Earlier today, the Cardinals all but threw in the towel on 2017 when they traded starting pitcher Mike Leake to the Mariners for basically nothing.
Well, not nothing. The Cardinals got about $38 million in salary space, according to the St. Louis Post Dispatch – plus, you know, a minor league infielder, Rayder Ascanio – but he was hardly the point.
What the Cardinals really got was even more financial room to maneuver in the upcoming free agent classes. And, hey, who knows – if they don’t feel like waiting for someone like Bryce Harper or Manny Machado in 2018-2019, they can still go after a star like Giancarlo Stanton and the $295 million he’s owed after this season …
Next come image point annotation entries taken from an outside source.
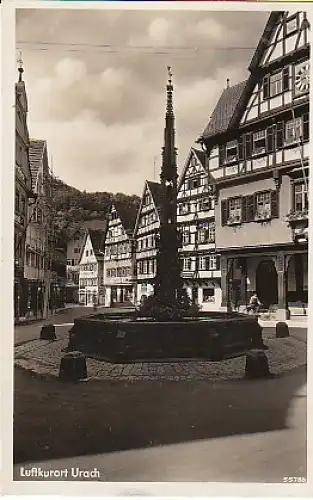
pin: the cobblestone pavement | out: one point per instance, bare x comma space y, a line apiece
43, 357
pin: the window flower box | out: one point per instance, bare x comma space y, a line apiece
297, 218
233, 220
263, 216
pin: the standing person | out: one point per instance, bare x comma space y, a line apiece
254, 303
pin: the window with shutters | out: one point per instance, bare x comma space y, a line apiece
186, 237
208, 295
202, 263
187, 264
259, 142
291, 25
276, 83
184, 208
301, 197
231, 151
211, 232
212, 262
293, 130
234, 210
263, 205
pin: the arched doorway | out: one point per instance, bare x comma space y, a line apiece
266, 283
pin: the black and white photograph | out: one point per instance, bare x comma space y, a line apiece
161, 270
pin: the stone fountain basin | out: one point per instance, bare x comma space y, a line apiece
120, 338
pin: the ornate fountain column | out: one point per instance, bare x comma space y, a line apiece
168, 283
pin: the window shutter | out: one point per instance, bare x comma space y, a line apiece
240, 149
222, 150
266, 87
248, 145
218, 262
250, 207
270, 140
274, 204
244, 209
286, 78
224, 212
305, 119
280, 135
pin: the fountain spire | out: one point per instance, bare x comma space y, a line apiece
168, 280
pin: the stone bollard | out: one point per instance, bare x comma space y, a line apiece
282, 330
73, 366
256, 364
48, 332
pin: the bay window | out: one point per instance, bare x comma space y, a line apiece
301, 197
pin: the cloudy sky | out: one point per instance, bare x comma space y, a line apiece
96, 92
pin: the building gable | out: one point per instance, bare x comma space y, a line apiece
279, 69
88, 254
149, 206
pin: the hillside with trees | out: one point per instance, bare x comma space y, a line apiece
73, 208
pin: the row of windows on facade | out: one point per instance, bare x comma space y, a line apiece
118, 272
203, 263
194, 183
204, 234
147, 219
261, 205
266, 140
89, 267
115, 231
88, 282
117, 249
279, 81
147, 242
187, 207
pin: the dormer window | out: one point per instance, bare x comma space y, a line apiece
231, 151
194, 183
292, 25
259, 142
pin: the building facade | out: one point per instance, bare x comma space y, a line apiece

- You can read comments about the move from GM John Mozeliak here at the St. Louis Post Dispatch and here at Cardinals.com. But what you’ll really want to see is what Cardinals pitcher Lance Lynn had to say about it. Because he … didn’t sound thrilled: “If you look at everything that’s happened so far, there’ve been no acquisitions (by the Cardinals). There’s been taking away …. So we’re five back in both and we’re taking away a pitcher who can pitch 200 innings and get outs at a high level,” said Lynn to reporters. “That’s tough.” He went on to say that there haven’t been any talks on an extension, either. Lynn is a free agent after this season.
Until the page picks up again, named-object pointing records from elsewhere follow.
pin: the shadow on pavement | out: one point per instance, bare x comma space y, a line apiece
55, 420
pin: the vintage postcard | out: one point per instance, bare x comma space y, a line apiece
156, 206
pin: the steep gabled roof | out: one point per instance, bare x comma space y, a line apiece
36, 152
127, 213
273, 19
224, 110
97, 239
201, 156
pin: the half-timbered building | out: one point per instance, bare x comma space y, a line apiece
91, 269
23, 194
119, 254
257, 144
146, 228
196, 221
- Speaking of interesting roster moves out of the NL Central, the Pittsburgh Pirates have placed 31-year-old reliever Juan Nicasio on irrevocable waivers. Unlike the waivers you usually hear of – like the ones Giancarlo Stanton was put on and cleared – irrevocable waivers means that any team in baseball can have Nicasio for the roughly $600,000 remaining on his deal for the rest of this season. Apparently, Nicasio was put on regular revocable waivers earlier this month, but was ultimately claimed, and pulled back. And now, the Pirates would rather have the $600K than whatever Nicasio was going to give in performance the rest of the year.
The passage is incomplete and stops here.